Outre le fait que l'expression "libération fiscale" est connotée politiquement, la méthodologie en elle-même est contestée par certains économistes. Car la dépense publique, aussi élevée soit-elle en France, ne pioche pas dans les seules caisses alimentées par la pression fiscale et sociale qui pèse sur les particuliers (ce qui est pris en compte par l'institut) mais aussi dans recettes issues des prélèvements appliqués aux entreprises, des bénéfices des plus-values ou encore des successions.
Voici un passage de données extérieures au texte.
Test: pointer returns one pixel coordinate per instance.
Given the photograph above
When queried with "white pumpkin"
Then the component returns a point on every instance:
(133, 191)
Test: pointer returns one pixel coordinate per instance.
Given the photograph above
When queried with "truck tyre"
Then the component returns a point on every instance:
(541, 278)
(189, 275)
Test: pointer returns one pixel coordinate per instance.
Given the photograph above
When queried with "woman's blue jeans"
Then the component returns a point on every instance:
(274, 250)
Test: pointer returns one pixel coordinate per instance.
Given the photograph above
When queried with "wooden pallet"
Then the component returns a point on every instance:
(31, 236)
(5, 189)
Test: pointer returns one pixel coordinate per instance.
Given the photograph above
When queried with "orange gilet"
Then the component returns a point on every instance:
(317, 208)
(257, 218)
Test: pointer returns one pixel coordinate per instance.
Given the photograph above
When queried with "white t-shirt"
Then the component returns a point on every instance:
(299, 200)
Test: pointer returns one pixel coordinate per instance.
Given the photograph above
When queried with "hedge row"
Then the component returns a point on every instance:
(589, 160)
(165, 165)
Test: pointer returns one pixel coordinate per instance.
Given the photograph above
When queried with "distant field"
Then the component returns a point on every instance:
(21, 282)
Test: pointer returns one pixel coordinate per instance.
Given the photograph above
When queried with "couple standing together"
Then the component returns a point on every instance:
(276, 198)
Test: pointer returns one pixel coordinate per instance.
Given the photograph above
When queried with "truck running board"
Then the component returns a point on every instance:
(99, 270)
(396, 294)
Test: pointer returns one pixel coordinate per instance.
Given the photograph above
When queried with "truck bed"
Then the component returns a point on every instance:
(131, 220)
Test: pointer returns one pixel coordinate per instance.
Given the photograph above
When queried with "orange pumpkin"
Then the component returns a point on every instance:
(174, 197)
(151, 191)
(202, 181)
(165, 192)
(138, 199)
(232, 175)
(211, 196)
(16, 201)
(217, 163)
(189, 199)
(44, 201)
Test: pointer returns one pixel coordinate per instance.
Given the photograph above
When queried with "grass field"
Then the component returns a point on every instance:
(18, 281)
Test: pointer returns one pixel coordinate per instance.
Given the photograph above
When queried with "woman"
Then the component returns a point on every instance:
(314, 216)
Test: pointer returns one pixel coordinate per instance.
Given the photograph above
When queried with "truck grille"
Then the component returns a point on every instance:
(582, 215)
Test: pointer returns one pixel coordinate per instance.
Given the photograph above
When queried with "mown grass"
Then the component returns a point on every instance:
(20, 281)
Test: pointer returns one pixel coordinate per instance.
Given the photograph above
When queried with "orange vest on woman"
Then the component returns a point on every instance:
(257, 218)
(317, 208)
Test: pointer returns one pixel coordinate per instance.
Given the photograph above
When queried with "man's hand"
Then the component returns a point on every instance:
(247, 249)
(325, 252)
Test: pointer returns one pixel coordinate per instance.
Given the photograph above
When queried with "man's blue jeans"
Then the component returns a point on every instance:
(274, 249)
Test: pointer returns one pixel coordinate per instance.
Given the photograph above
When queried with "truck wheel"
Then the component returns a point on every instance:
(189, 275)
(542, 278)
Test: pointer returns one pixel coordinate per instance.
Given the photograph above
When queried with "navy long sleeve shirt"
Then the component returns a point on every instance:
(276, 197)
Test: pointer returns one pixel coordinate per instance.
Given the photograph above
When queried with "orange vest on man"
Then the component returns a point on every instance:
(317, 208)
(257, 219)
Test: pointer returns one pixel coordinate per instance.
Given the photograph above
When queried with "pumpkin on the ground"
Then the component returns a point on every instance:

Or tout ceci n'est pas pris en compte par Molinari.


Sans oublier que le calcul s'appuie sur un  salarié moyen gagnant 2356 euros net mensuels alors que la moyenne se situe à 2225 euros. La situation du contribuable (célibataire, en couple, avec ou sans enfant) n'est pas non plus prise en compte. Or pour payer 2542 euros en impôt sur le revenu (comme prévu par la simulation), il faut qu'il soit célibataire sans enfant. Même flou concernant le calcul de la TVA.


Mais surtout, cet indicateur occulte les biens et les services que le salarié reçoit éventuellement à son tour, qu'il s'agisse des aides au logement, des allocations familiales, de l'allocation de rentrée scolaire ou toute autre aide de l'Etat.